She stayed where she was, a shadowy girl. Then she
laughed, and she stretched and she shook, and now she was only another shadow: a
shadow that filled the night.

“You are hungry,” said the voice in the night, and
it was no longer Lettie's voice, not any longer. It might have been the voice
inside my own head, but it was speaking aloud. “You are tired. Your family hates
you. You have no friends. And Lettie Hempstock, I regret to tell you, is never
coming back.”

I wished I could have seen who was talking. If you
have something specific and visible to fear, rather than something that could be
anything, it is easier.

“Nobody cares,” said the voice, so resigned, so
practical. “Now, step out of the circle and come to us. One step is all it will
take. Just put one foot across the threshold and we will make all the pain go
away forever: the pain you feel now and the pain that is still to come. It will
never happen.”

It was not one voice, not any longer. It was two
people talking in unison. Or a hundred people. I could not tell. So many
voices.

“How can you be happy in this world? You have a
hole in your heart. You have a gateway inside you to lands beyond the world you
know. They will call you, as you grow. There can never be a time when you forget
them, when you are not, in your heart, questing after something you cannot have,
something you cannot even properly imagine, the lack of which will spoil your
sleep and your day and your life, until you close your eyes for the final time,
until your loved ones give you poison and sell you to
anatomy,
and even then you
will die with a hole inside you, and you will wail and curse at a life
ill-lived. But you won't grow. You can come out, and we will end it, cleanly, or
you can die in there, of hunger and of fear. And when you are dead your circle
will mean nothing, and we will tear out your heart and take your soul for a
keepsake.”

“P'raps it will be like that,” I said, to the
darkness and the shadows, “and p'raps it won't. And p'raps if it is, it would
have been like that anyway. I don't care. I'm still going to wait here for
Lettie Hempstock, and she's going to come back to me. And if I die here, then I
still die waiting for her, and that's a better way to go than you and all you
stupid horrible things tearing me to bits because I've got something inside me
that I don't even
want
!”

There was silence. The shadows seemed to have
become part of the night once again. I thought over what I'd said, and I knew
that it was true. At that moment, for once in my childhood, I was not scared of
the dark, and I
was
perfectly willing to die (as willing as any seven-year-old,
certain of his immortality, can be) if I died waiting for Lettie. Because she
was my friend.

Time passed. I waited for the night to begin to
talk to me again, for people to come, for all the ghosts and monsters of my
imagination to stand beyond the circle and call me out, but nothing more
happened. Not then. I simply waited.

The moon rose higher. My eyes had adjusted to the
darkness. I sang, under my breath, mouthing the words over and over.

You're a regular wreck with a crick in your
neck

and no wonder you snore for your head's on
the floor

and you've needles and pins from your sole to
your shins

and your flesh is a-creep for your left leg's
asleep

and you've cramp in your toes and a fly on
your nose

you've got fluff in your lung and a feverish
tongue

and a thirst that's intense and a general
sense that you haven't been sleeping in clover . . .

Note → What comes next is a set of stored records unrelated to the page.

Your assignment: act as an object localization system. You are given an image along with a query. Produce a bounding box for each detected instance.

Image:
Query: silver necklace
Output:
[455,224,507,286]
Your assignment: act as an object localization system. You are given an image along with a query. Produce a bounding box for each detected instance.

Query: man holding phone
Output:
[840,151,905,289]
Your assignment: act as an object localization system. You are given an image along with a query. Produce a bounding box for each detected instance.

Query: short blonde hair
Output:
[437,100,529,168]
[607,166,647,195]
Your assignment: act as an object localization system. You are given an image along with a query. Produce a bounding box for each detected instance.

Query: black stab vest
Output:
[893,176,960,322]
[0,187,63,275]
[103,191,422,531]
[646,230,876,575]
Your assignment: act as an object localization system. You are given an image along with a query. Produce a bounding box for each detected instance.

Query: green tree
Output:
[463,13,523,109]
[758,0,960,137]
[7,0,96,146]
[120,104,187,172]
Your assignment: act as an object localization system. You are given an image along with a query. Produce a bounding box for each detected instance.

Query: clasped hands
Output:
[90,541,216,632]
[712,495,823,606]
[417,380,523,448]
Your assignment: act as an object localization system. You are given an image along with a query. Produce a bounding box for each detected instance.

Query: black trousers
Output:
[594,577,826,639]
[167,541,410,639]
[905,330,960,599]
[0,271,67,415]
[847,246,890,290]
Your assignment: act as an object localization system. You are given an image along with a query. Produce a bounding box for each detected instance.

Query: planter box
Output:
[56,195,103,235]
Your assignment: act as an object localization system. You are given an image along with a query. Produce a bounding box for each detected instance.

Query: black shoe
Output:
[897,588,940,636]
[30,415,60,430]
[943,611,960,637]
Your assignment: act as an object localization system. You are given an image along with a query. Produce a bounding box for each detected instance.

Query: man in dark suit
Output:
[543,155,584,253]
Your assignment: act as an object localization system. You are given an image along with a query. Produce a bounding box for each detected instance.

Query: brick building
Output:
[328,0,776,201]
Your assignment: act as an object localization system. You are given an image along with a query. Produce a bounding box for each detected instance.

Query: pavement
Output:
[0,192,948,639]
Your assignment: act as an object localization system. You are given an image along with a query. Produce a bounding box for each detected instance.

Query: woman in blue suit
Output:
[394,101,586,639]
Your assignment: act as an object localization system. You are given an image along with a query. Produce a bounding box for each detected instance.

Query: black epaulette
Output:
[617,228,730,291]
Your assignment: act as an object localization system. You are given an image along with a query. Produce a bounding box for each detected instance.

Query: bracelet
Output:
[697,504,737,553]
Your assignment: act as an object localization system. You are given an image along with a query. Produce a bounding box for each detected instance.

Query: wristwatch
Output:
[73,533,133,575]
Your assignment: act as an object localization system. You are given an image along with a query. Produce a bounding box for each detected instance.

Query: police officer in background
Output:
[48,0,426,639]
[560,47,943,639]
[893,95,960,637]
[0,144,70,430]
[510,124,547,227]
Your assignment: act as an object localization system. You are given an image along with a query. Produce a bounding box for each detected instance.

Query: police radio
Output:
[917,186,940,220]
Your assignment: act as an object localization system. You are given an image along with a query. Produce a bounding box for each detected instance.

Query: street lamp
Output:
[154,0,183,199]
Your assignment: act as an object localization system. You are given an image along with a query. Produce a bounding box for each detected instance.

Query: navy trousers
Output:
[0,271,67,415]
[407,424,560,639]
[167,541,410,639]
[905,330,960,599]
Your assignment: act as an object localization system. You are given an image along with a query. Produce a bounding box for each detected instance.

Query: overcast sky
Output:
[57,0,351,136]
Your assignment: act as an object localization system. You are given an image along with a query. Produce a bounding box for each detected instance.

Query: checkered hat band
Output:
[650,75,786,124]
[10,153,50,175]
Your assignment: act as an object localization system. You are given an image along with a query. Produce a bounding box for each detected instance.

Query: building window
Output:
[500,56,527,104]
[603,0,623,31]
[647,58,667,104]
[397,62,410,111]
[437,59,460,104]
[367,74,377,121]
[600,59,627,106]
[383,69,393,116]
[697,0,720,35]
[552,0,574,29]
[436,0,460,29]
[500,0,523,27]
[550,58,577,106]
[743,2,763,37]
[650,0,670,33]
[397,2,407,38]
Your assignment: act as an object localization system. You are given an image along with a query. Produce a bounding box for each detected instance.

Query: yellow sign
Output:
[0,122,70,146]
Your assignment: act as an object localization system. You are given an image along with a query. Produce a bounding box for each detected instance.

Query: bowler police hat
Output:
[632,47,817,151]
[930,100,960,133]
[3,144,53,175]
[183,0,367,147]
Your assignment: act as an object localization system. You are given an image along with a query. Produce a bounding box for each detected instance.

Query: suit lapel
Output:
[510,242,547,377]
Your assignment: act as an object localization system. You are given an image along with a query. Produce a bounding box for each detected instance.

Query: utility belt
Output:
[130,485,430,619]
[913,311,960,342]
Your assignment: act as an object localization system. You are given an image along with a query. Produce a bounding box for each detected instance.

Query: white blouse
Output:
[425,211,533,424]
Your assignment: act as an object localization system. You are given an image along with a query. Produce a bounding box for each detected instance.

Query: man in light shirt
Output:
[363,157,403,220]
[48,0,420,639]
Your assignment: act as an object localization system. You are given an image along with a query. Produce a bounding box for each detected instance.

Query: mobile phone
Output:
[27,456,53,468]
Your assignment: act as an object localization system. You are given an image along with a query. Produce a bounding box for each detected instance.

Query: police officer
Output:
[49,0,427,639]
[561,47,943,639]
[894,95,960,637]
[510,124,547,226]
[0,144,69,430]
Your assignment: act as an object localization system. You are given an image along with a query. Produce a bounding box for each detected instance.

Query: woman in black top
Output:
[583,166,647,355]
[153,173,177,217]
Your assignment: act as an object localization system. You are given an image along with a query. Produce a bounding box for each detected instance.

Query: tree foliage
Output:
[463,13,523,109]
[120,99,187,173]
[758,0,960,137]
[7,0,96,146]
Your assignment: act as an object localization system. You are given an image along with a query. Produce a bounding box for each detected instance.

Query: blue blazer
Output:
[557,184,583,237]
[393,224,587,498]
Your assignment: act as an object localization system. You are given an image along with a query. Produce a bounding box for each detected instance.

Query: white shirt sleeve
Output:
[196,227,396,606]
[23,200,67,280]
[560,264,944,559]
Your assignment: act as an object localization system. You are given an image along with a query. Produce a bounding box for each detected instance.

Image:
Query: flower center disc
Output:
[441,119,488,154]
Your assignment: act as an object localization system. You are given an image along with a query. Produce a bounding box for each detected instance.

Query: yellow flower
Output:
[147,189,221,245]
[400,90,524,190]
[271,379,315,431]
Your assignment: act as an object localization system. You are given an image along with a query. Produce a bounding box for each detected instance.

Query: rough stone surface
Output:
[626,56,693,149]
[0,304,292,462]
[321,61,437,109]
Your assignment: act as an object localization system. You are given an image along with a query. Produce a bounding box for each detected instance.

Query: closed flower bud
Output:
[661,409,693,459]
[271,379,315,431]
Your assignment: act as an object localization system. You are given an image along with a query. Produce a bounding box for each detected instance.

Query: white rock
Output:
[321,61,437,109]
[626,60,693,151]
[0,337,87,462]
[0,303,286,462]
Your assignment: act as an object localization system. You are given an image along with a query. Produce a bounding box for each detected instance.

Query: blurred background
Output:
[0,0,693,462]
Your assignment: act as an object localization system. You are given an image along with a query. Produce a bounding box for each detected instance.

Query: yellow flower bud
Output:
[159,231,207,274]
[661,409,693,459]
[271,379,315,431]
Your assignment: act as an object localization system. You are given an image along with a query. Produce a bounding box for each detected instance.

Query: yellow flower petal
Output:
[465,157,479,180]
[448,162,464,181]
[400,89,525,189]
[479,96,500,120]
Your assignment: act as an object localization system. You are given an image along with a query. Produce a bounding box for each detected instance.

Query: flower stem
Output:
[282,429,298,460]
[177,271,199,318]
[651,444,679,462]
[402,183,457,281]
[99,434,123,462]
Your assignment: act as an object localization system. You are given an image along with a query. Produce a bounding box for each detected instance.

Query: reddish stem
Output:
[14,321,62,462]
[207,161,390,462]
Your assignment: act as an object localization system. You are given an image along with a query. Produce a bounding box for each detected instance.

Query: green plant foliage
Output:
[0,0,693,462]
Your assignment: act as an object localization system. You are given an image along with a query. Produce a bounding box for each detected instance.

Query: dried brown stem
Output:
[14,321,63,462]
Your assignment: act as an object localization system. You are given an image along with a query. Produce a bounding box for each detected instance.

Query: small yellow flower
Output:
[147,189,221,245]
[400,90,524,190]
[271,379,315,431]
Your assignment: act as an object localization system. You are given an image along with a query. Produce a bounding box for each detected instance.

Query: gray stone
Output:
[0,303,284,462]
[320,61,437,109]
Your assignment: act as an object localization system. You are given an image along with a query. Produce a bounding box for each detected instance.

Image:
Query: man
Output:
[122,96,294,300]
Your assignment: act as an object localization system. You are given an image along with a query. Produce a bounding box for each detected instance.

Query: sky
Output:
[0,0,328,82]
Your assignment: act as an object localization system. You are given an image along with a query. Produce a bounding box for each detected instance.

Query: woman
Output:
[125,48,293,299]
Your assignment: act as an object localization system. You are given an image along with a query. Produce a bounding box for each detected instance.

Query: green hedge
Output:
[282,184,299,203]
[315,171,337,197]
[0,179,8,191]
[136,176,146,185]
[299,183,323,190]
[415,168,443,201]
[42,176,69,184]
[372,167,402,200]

I sang it to myself, the whole song, all the way
through, two or three times, and I was relieved that I remembered the words,
even if I did not always understand them.

XIII.

W
hen Lettie
arrived, the real Lettie, this time, she was carrying a bucket of water. It must
have been heavy judging from the way she carried it. She stepped over where the
edge of the ring in the grass must have been and she came straight to me.

“Sorry,” she said. “That took a lot longer than I
expected. It didn't want to cooperate, neither, and in the end it took me and
Gran to do it, and she did most of the heavy lifting. It wasn't going to argue
with her, but it didn't help, and it's not easy—”

“What?” I asked. “What are you talking about?”

She put the metal bucket down on the grass beside
me without spilling a drop. “The ocean,” she said. “It didn't want to go. It
gave Gran such a struggle that she said she was going to have to go and have a
lie-down afterwards. But we still got it into the bucket in the end.”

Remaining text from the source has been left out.